One of the most common answers that we often hear are to include to information in a manual or in an instructional video. And sure, that’s great – we should be doing that – but when’s the last time you sifted through a manual or watched an eight minute product video?

And we expect our customers to do that.

There’s so much more low hanging fruit that we can introduce and that can work directly within the WordPress dashboard that can help guide our users and maybe they won’t need a manual, a video, or a tutor.

In continuing with the example above, let’s say that we’ve split the functionality of the plugin from a Settings page to Templates or a to a new meta box that affects the templates.

What then?

  • Why not make sure we’re adding more verbiage to the settings and options so users know how each element affects the plugin.
  • What about adding an anchor to the meta box that links the users back to the settings page to have easy access to the global options?
  • On top of that, why not add a context-aware anchor that will return the user back to the page from which they came complete with a description of what’s going on?
  • What about also trying to provide prompts – or `placeholder` attributes – in `input` elements where appropriate?
  • …and so on

Ultimately, the goal is to provide guardrails of sorts such that the user never feels lost within WordPress and within the options that our plugin is providing and the functionality that it’s introducing into WordPress.

I Am Not A Usability Expert

Perhaps I should’ve mentioned this at the beginning, but my background is not is usability or user experience, and so I’m not even sure if the suggestions above are terribly great.
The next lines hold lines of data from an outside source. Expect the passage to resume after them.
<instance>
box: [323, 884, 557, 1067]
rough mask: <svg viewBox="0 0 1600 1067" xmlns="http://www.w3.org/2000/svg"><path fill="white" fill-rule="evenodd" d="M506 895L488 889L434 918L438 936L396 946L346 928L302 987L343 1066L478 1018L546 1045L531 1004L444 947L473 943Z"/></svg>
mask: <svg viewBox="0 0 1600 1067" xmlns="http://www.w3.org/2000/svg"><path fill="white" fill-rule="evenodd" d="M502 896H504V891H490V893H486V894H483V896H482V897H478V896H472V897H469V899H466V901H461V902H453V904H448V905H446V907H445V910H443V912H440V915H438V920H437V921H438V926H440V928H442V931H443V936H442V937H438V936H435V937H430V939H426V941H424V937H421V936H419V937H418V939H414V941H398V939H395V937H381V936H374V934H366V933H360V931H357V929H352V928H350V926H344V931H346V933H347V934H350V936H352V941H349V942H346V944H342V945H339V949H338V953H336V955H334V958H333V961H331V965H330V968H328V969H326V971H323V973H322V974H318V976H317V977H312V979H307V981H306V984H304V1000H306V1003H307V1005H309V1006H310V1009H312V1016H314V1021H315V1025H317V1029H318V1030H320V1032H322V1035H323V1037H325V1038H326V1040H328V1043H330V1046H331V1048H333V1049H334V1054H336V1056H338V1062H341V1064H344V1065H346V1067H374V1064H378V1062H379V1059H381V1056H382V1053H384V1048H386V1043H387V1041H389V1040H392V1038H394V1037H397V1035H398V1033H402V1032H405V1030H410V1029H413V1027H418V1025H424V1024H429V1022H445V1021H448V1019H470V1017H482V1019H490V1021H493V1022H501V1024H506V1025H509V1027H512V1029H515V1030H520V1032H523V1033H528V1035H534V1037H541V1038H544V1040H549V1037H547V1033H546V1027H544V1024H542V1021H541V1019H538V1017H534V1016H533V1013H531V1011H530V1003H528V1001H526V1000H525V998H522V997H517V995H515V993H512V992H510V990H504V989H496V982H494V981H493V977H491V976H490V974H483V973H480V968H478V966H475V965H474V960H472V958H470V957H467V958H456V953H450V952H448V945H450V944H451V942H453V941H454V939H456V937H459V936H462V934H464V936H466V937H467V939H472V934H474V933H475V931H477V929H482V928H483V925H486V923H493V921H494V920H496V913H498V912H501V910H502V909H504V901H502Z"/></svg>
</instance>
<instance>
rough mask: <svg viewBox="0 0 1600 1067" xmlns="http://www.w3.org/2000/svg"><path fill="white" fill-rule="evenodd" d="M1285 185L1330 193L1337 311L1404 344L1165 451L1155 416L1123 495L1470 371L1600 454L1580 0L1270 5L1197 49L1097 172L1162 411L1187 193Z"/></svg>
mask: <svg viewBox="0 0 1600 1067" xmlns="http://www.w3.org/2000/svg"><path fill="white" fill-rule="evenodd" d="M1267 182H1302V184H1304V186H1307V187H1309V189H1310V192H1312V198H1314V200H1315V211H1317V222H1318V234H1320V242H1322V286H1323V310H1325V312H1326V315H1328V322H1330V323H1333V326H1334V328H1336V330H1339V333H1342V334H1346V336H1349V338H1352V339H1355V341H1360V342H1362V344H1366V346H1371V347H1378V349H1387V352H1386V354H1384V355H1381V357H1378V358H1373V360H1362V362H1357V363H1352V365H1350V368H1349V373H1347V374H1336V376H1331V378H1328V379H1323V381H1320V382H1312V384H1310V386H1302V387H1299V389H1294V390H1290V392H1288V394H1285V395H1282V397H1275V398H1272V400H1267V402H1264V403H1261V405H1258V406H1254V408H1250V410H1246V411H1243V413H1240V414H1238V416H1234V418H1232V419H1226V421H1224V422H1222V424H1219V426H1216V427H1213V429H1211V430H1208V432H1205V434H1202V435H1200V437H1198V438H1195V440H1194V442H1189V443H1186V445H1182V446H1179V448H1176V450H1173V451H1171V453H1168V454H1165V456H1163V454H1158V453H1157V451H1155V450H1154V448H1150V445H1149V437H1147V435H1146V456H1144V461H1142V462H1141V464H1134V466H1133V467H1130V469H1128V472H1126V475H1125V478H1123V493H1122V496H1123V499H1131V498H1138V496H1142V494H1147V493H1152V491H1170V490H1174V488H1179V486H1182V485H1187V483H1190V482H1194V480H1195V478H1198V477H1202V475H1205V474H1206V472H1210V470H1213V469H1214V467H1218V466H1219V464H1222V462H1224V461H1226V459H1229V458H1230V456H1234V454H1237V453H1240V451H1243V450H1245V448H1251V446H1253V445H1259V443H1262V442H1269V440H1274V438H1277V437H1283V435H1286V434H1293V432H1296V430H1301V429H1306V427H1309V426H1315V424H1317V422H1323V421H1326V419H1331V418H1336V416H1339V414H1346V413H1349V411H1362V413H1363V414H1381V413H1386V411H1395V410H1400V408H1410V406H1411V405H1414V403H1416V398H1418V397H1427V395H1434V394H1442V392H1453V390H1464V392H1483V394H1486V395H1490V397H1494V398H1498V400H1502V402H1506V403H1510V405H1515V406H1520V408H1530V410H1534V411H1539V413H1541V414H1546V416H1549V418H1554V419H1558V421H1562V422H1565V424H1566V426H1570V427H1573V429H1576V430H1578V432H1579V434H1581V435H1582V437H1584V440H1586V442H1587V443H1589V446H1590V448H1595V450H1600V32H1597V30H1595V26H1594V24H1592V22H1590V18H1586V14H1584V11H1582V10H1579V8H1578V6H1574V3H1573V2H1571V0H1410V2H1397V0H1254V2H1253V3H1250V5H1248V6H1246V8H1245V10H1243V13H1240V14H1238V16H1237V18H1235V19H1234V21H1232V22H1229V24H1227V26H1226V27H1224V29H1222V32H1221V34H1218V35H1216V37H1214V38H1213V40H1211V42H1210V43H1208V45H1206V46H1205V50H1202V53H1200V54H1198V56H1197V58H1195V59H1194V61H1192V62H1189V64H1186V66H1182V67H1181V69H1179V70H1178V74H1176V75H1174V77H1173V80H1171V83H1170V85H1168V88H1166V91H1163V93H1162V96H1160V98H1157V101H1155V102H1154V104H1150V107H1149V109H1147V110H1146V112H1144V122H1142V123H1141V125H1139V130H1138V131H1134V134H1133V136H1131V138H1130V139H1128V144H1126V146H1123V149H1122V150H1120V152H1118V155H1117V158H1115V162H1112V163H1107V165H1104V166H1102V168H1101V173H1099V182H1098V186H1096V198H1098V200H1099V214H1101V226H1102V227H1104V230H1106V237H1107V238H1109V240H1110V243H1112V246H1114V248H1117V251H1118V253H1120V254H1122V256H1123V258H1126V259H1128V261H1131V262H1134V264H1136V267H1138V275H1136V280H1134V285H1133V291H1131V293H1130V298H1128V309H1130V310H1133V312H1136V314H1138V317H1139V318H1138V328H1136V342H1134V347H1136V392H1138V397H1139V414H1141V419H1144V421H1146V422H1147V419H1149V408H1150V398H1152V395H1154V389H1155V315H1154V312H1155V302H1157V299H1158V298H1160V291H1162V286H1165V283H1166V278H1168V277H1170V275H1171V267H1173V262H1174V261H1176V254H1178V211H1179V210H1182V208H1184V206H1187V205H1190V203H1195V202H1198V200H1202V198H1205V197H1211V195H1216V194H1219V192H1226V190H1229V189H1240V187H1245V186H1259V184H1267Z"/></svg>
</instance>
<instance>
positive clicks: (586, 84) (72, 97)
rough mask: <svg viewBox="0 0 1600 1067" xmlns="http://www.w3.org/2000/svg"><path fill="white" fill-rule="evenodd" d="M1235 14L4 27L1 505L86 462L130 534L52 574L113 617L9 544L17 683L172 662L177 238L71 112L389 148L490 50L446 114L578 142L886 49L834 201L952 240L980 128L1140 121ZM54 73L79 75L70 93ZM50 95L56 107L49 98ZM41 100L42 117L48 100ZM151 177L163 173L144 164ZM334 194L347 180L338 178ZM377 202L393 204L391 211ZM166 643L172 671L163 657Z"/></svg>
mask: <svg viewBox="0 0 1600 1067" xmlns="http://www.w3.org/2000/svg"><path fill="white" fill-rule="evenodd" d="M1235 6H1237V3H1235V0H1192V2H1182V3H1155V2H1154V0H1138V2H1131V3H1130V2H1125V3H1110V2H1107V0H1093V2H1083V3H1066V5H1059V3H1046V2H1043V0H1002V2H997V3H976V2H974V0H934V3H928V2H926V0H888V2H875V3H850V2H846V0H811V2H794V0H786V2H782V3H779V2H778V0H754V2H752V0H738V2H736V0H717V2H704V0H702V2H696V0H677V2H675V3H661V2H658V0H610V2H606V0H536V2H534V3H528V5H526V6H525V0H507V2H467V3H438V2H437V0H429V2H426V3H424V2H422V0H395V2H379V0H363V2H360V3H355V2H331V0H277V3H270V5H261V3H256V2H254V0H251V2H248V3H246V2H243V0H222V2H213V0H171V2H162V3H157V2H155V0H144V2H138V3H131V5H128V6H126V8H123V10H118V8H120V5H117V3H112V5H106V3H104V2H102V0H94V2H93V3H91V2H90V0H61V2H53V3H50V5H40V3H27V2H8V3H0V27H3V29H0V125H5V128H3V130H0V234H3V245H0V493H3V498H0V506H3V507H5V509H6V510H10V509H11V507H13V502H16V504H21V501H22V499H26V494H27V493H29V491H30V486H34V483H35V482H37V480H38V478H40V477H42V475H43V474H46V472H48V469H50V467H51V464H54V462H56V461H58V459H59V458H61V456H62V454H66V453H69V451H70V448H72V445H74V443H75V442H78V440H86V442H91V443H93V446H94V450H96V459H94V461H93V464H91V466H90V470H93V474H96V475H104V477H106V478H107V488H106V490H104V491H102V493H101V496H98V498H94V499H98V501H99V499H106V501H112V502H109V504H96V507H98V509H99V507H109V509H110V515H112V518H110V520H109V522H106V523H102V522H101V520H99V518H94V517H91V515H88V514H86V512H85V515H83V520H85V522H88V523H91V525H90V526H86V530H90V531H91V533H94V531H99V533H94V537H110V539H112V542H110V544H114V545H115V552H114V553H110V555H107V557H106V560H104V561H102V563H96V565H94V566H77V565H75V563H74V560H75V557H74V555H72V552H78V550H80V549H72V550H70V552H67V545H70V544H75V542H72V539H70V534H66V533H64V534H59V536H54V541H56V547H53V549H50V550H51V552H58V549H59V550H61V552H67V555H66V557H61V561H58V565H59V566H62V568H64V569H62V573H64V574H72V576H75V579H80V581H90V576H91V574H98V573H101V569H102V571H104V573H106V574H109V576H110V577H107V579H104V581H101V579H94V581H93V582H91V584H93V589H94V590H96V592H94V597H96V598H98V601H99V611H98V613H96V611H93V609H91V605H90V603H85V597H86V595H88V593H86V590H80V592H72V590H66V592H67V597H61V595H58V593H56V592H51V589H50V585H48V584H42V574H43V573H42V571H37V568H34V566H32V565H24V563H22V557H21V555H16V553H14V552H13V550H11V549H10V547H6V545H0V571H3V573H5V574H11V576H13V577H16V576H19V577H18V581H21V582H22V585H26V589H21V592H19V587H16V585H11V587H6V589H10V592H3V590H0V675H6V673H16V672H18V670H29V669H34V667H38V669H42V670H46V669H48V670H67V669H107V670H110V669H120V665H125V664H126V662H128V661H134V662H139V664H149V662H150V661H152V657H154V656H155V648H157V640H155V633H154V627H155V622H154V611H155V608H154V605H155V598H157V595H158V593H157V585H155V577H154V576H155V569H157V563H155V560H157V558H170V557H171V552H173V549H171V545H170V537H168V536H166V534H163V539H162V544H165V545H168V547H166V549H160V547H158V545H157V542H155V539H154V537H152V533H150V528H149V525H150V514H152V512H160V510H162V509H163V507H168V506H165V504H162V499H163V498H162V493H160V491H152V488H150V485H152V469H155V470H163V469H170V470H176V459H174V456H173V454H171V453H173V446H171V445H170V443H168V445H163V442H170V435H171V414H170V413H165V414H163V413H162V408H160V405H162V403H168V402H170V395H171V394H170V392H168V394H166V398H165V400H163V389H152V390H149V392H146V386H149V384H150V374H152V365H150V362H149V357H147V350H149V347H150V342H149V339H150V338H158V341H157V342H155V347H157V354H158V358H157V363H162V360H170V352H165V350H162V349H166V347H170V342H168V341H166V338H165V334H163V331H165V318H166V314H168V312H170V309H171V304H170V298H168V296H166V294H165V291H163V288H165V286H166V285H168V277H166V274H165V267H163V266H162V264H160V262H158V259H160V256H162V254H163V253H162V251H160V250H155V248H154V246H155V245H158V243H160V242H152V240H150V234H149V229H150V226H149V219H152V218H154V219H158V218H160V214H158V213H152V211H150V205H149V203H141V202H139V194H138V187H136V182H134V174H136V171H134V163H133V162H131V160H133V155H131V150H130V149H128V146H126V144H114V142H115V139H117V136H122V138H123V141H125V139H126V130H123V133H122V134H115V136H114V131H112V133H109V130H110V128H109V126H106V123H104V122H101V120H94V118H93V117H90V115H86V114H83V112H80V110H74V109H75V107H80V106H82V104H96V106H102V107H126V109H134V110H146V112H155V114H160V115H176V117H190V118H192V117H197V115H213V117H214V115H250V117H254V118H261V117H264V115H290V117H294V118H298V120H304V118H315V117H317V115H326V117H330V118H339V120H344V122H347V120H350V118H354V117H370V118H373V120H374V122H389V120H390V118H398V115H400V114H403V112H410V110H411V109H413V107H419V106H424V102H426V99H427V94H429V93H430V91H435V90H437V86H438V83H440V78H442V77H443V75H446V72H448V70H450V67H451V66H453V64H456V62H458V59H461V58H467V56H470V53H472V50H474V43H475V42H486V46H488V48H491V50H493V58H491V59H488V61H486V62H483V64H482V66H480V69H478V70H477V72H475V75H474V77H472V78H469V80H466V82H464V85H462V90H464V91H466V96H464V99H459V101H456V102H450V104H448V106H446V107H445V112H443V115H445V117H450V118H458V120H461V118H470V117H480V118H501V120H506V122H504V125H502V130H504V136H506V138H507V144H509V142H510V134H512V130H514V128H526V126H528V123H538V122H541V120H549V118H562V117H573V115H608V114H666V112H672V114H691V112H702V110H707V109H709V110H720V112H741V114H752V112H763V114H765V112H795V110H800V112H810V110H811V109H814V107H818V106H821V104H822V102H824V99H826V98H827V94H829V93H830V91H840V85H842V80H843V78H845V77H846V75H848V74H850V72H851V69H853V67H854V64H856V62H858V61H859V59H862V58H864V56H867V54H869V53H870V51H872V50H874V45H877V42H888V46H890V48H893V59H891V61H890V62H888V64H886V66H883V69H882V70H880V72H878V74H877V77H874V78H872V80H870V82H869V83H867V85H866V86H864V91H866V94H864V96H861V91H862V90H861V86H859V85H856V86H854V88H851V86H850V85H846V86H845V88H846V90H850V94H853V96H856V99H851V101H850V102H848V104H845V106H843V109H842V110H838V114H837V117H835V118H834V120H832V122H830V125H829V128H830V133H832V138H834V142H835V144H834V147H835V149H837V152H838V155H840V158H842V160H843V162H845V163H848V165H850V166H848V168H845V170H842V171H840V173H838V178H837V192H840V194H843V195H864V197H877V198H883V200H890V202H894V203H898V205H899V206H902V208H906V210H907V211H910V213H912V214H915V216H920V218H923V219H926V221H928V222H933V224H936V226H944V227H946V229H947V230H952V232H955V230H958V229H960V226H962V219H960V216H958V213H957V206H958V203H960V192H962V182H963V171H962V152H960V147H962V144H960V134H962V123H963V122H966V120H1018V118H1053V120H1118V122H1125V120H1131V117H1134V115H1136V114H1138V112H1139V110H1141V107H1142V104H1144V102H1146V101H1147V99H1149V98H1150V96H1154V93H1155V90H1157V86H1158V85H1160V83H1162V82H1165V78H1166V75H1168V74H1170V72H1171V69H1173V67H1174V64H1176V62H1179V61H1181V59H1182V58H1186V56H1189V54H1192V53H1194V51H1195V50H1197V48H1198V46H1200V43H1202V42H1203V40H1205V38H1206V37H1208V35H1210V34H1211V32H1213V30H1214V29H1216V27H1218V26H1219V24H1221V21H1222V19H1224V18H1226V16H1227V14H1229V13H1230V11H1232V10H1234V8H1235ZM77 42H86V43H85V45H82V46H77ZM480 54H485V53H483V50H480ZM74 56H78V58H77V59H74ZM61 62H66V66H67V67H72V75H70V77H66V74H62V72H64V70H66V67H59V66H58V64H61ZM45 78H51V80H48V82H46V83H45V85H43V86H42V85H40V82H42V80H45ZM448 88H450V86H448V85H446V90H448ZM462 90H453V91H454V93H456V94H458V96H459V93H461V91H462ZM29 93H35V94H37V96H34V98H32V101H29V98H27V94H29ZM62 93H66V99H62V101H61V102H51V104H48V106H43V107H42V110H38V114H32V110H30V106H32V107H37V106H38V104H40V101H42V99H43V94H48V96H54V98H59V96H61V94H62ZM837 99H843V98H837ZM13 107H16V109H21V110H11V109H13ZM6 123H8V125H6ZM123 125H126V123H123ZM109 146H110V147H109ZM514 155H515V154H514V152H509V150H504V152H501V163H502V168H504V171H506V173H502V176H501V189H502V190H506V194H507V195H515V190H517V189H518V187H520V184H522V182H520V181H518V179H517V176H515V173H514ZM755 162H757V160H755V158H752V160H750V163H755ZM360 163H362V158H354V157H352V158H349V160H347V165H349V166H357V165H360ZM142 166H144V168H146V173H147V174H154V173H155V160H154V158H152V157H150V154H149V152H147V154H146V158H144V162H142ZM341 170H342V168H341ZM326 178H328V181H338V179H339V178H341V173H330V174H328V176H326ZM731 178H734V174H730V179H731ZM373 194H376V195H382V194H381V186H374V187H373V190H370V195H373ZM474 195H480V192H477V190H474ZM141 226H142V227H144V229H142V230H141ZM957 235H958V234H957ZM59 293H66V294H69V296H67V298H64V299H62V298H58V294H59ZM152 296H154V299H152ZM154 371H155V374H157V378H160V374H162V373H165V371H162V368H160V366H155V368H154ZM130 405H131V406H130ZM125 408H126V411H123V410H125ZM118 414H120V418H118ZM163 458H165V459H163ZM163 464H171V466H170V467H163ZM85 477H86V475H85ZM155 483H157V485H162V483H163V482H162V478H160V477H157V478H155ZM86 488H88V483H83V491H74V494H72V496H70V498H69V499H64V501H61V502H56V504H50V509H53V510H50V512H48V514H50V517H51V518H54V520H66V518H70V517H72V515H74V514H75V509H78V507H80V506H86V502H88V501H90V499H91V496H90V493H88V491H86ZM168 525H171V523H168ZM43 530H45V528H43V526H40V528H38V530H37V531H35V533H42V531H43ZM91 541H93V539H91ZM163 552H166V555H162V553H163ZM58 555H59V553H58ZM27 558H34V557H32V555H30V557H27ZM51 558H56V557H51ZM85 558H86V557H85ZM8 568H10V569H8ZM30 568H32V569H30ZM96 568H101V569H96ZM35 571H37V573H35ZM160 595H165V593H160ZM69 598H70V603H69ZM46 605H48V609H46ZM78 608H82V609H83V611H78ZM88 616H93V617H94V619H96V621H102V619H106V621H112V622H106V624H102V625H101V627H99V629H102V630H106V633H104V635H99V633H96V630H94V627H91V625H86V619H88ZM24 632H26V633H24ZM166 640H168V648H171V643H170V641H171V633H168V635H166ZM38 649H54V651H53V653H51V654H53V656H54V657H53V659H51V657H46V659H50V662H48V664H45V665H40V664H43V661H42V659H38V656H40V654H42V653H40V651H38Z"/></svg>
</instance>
But from first hand experience, this is what I’ve learned:

  • WordPress plugin settings are often not intuitive
  • Users easily get lost and/or confused in the settings that they are working with and don’t often understand what happens when they manipulate an option
  • Though this is really just conjecture, I think that there’s an exponential (rather than linear) increase in complexity when we split plugin settings from having a settings page and options that exist elsewhere in the dashboard
  • We should never want our users to feel lost or confused
  • Manuals and videos are time-consuming and frustrating for many people
  • Providing even the simplest form of prompts to guide the user through the plugin helps greatly

Sure, there’s a little more that could be discussed, but those are the high points.

know that we can do a better job at it, but because of our nature we have a tendency to maintain the tunnel vision that comes with being not only familiar with WordPress, but with what we’re actually building.

To that end, we’ve got to do a better job of making WordPress plugin settings more intuitive especially given the rise of the plugin economy that we’re seeing. But that’s content for another post.